Le roman raconte l’histoire de cette adolescente qui se laisse capturer par son professeur de littérature qui l’invite d’abord à consigner toute son intimité dans un journal intime, qui n’aura rien d’intime puisqu’elle devra le lui donner. Or, tout ceci est provoqué par la voix d’Andre Harrow, laquelle vient s’inscrire là où les mots du père ont manqué. Cette voix chaude et suave agit comme un philtre sur Gillian qui entretient à partir de ce moment une confusion des rôles entre son père et son professeur. « Mr. Harrow was reading to us. In his low, gravelly voice like a rough caress »vii. La voix de l’un ayant remplacé les mots manquants de l’autre, Gillian ose alors laisser revenir le fantasme du meurtre du père : « My father I hated, I wish might die. Of a heart attack, quickly, to spare Mother and me shame. »viii La syntaxe de Gillian, quant à elle, est très affectée par cette perte de père et de repères : nombre de phrases très courtes contribuent à créer une atmosphère étouffante, renforcée encore par de nombreuses phrases nominales qui déconnectent ce qui est dit de tout sujet et de toute temporalité, abolie par l’absence de conjugaison.
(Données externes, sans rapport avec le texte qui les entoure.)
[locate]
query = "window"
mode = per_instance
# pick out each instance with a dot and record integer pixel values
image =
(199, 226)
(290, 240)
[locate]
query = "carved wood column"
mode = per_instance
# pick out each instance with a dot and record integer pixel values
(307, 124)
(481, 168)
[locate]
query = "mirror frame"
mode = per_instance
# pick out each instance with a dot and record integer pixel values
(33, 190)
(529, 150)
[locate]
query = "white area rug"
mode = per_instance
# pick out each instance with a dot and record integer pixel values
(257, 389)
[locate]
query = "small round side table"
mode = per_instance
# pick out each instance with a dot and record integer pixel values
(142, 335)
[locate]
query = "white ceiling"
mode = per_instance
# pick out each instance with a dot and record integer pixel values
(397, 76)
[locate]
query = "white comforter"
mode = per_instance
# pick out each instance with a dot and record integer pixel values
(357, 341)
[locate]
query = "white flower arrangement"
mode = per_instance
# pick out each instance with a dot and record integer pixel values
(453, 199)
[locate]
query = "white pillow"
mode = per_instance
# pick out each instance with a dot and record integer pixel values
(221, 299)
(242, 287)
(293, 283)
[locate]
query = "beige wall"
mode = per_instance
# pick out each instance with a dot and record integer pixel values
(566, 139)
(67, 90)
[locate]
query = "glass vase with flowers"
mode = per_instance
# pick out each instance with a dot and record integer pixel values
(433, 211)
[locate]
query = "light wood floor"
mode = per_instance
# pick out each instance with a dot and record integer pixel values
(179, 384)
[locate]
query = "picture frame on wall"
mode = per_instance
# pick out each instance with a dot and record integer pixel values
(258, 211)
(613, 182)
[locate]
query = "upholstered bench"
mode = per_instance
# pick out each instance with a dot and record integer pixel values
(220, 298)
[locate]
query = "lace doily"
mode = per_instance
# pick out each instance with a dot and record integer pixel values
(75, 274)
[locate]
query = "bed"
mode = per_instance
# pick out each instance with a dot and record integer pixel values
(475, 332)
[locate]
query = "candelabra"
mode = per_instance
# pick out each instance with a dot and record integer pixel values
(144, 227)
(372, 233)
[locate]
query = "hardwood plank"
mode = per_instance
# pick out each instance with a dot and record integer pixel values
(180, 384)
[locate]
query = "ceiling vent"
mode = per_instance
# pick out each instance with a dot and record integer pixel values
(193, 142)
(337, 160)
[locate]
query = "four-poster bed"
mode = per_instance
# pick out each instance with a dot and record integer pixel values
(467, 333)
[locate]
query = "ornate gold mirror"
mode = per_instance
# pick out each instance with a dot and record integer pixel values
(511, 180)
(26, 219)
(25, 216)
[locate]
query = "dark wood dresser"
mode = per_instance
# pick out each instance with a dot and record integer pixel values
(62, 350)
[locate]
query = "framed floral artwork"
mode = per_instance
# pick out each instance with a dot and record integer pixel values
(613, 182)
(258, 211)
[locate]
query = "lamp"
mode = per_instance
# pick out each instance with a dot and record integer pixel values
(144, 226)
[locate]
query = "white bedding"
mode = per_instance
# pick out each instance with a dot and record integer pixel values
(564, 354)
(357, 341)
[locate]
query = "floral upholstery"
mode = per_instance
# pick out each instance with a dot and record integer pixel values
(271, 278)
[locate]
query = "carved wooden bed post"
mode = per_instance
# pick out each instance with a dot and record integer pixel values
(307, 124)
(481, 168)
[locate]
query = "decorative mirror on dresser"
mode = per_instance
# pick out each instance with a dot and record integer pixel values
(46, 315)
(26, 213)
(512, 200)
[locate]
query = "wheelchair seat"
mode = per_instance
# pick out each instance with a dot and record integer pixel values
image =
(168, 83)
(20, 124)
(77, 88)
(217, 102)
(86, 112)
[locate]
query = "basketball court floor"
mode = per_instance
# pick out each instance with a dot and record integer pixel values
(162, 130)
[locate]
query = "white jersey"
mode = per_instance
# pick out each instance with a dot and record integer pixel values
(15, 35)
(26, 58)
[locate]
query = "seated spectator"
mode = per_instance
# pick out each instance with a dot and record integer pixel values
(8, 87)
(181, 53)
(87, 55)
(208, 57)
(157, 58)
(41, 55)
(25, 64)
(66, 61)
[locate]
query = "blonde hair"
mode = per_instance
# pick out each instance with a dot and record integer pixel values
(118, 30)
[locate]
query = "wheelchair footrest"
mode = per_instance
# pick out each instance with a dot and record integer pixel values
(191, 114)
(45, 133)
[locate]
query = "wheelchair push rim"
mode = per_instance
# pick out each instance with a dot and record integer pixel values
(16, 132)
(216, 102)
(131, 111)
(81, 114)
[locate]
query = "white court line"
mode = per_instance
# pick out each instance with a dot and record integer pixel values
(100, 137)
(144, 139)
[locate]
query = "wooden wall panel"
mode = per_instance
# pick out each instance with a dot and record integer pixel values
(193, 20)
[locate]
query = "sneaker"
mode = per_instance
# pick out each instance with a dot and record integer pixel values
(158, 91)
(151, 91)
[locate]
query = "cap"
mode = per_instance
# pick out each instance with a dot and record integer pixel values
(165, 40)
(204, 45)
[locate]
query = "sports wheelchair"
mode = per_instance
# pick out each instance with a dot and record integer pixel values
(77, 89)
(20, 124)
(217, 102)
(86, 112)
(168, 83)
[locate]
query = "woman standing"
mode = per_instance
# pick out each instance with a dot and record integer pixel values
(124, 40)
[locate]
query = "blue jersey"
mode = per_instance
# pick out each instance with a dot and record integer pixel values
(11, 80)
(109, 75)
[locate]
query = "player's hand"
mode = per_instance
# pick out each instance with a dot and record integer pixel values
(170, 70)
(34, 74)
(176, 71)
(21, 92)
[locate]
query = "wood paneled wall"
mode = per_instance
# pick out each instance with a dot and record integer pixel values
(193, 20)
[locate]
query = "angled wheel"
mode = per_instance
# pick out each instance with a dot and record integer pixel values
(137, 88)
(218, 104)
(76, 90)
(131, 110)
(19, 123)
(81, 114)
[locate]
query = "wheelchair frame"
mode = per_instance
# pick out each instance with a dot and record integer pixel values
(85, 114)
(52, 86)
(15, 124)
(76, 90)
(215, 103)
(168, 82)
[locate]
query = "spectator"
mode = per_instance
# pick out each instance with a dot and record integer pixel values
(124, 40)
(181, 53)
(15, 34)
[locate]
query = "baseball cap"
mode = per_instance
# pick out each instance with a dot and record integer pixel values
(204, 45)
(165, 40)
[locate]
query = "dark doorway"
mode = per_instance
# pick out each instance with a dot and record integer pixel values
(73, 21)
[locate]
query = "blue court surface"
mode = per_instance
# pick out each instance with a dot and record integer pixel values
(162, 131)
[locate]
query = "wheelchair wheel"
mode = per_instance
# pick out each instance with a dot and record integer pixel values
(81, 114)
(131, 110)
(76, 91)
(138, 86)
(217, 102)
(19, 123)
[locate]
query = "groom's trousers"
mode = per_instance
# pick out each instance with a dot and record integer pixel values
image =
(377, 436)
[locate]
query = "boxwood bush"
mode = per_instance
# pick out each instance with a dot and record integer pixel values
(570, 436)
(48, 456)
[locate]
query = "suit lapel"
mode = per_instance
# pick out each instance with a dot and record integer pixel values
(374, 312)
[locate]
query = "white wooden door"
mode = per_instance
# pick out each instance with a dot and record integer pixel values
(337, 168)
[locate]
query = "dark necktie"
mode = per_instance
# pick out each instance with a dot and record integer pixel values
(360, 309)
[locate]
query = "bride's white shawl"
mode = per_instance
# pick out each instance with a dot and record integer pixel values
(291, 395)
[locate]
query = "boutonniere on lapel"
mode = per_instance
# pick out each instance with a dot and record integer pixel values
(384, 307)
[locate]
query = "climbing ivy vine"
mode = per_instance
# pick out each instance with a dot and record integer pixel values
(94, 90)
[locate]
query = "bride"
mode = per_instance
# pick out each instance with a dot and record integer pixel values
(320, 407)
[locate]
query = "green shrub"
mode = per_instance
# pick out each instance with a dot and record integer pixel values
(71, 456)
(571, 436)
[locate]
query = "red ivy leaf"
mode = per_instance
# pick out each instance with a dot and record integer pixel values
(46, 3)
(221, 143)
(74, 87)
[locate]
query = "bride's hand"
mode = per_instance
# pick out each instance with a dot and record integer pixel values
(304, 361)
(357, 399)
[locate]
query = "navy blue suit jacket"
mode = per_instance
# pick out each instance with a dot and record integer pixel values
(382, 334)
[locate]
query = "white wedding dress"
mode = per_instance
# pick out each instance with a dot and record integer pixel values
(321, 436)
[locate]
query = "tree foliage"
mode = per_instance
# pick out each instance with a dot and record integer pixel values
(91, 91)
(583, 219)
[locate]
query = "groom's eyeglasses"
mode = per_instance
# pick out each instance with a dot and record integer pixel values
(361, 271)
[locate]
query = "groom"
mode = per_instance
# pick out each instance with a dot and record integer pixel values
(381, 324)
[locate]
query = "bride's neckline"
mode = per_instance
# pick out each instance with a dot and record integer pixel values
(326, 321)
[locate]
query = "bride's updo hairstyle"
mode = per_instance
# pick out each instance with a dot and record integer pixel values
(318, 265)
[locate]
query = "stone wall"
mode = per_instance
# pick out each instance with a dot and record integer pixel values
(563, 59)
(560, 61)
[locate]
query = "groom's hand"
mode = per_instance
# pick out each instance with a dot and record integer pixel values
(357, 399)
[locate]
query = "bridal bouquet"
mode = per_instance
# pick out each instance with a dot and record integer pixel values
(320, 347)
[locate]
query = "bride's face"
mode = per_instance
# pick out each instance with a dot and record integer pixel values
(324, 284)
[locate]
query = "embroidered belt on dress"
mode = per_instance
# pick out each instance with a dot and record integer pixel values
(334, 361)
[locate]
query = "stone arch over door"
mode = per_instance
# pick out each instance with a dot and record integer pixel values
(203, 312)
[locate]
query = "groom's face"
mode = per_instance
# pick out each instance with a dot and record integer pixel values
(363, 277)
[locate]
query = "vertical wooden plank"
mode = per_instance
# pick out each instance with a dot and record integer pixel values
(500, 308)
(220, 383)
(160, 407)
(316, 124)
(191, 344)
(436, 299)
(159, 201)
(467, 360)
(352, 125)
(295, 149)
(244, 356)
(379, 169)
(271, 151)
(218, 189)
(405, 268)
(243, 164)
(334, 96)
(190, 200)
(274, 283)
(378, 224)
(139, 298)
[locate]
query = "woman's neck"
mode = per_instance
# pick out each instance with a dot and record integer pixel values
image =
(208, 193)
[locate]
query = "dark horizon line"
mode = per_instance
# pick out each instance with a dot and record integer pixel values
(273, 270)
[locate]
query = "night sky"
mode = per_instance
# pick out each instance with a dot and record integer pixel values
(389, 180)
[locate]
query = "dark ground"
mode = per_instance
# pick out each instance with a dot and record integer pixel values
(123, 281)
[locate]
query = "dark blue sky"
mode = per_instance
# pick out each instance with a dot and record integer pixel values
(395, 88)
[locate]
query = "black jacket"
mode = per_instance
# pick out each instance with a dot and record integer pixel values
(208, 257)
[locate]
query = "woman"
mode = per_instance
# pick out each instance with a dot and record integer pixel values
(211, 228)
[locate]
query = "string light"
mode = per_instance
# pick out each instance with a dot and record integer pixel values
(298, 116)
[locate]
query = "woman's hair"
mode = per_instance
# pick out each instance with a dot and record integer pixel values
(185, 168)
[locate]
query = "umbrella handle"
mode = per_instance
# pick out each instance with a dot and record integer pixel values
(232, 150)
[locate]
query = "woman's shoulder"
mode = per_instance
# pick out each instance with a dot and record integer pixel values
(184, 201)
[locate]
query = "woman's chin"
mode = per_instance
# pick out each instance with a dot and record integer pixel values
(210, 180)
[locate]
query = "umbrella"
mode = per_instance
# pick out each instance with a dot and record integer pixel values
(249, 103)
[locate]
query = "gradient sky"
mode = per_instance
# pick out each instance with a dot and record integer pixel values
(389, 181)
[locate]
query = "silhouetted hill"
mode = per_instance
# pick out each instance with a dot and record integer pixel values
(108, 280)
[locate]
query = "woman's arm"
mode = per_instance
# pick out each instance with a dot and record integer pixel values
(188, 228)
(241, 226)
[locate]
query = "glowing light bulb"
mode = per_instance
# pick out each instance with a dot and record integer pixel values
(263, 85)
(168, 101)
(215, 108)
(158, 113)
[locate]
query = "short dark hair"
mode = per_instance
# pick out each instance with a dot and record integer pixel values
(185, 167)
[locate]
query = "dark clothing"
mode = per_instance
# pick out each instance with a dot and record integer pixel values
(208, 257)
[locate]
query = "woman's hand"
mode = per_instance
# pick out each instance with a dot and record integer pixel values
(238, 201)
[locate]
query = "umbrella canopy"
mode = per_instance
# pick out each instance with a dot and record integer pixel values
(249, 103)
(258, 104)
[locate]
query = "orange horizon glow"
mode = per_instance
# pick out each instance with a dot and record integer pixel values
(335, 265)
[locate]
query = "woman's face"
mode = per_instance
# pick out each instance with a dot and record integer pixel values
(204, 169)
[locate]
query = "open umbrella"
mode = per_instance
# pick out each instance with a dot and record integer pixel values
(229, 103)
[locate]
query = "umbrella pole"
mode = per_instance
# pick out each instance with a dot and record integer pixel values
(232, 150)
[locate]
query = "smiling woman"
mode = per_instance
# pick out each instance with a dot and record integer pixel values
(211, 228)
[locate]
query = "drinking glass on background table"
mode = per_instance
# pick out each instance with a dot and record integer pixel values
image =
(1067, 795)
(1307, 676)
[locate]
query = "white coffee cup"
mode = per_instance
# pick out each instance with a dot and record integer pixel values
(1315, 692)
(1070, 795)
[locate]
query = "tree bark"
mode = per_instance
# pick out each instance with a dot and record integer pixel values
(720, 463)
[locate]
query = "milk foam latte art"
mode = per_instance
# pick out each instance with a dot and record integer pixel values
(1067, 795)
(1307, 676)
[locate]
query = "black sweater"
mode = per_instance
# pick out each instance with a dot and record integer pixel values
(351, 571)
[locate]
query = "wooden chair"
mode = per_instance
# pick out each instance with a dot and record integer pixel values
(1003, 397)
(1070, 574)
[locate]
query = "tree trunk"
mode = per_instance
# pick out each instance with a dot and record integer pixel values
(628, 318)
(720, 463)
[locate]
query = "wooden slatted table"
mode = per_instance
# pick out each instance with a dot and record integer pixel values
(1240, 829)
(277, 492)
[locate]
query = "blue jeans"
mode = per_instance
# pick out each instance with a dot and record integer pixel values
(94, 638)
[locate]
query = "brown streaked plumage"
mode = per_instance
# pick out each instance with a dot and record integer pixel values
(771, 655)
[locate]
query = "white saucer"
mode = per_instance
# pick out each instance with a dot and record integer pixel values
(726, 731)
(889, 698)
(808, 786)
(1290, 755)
Paula, l’héroïne de Nancy Huston, est, elle aussi, placée sous le signe de Cronos. Le roman en effet s’ouvre sur la mort et l’inhumation du grand-père. Il s’agit de l’enterrement d’un grand-père qui ne laisse aucune trace. Paula n’hérite de rien sauf d’une ébauche de livre, constituée de quelques feuillets. Ces quelques pages vont faire remonter un certain nombre de souvenirs, quelques un parmi eux seront de vrais souvenirs, les autres devront être de pures fictions, car Paula va écrire entre les fragments laissés par Paddon, pour constituer une histoire nécessaire à la place de l’histoire manquante.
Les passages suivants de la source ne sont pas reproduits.